さらには、MIDI対応エフェクターのプリセットまで同時に呼び出しができたりと、場面に合わせてセレクトできる世界になってます。
と、スイッチャーについて簡単に説明しましたが、ここからが今回の本題です。
スイッチャーにも「トゥルーバイパス」と「バッファードバイパス」、どちらも選べるモノもありますが、今回はあくまで「バッファードバイパスエフェクターのOFF時のバッファーくささをなくす」というテーマなので、スイッチャー自体はトゥルーバイパス仕様とします。
まずスイッチャーにバッファードタイプのエフェクターを繋ぎます。
■図1の繋ぎ方
スイッチャー内のエフェクターは常にONなので、この時点でOFF時のバッファードバイパス通過を防ぐことができるんです。
エフェクターのON/OFFはスイッチャーでやるので、信号の流れは「トゥルーバイパスのスイッチャー⇒アンプ」となります。
これで、エフェクターをOFFにした時のバッファーの影響を受けなくなり、実質トゥルーバイパス化が完成するわけです。
この実質トゥルーバイパス化はヴィンテージエフェクターにも効果的で、ON/OFF の切替えをエフェクター本体でする回数が減るためスイッチの寿命も延びます。
デメリットは、ひとつのエフェクターにつき2本のパッチケーブルが必要になる点でしょうか。
図の1ヶ所、矢印が出てないところは TUNER OUT。その名のとおりチューナーを接続します。
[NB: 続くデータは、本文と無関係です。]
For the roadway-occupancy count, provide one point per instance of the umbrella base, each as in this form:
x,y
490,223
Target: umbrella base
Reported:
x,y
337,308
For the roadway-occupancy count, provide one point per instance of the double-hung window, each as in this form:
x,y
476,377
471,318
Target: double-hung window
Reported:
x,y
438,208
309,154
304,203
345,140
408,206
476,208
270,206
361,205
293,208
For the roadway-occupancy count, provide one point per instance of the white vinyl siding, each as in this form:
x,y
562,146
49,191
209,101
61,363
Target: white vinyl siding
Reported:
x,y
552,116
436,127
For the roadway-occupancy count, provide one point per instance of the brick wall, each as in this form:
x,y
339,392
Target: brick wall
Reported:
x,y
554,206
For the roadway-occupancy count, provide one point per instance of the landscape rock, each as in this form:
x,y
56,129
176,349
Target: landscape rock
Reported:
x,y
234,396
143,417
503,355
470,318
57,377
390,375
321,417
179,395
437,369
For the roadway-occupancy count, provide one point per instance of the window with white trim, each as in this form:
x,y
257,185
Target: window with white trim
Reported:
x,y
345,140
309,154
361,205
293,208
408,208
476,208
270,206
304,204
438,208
多くのスイッチャーは MUTE (ミュート)スイッチを装備しています。
ここを ON にすると音が出ない状態でチューニングできるようになります。手前で操作できるのでとても便利ですね。
3ループスイッチャー、少ないと言われがちですがかなり優秀だと思います。
単純に手前で操作したい場合のコントロール重視用、直列で並べるとどうしてもノイズがのりやすい歪みだけをまとめる用、バンド掛け持ちベーシストの3種のプリアンプ切替え用、など、多彩にコンパクトに使える逸品です!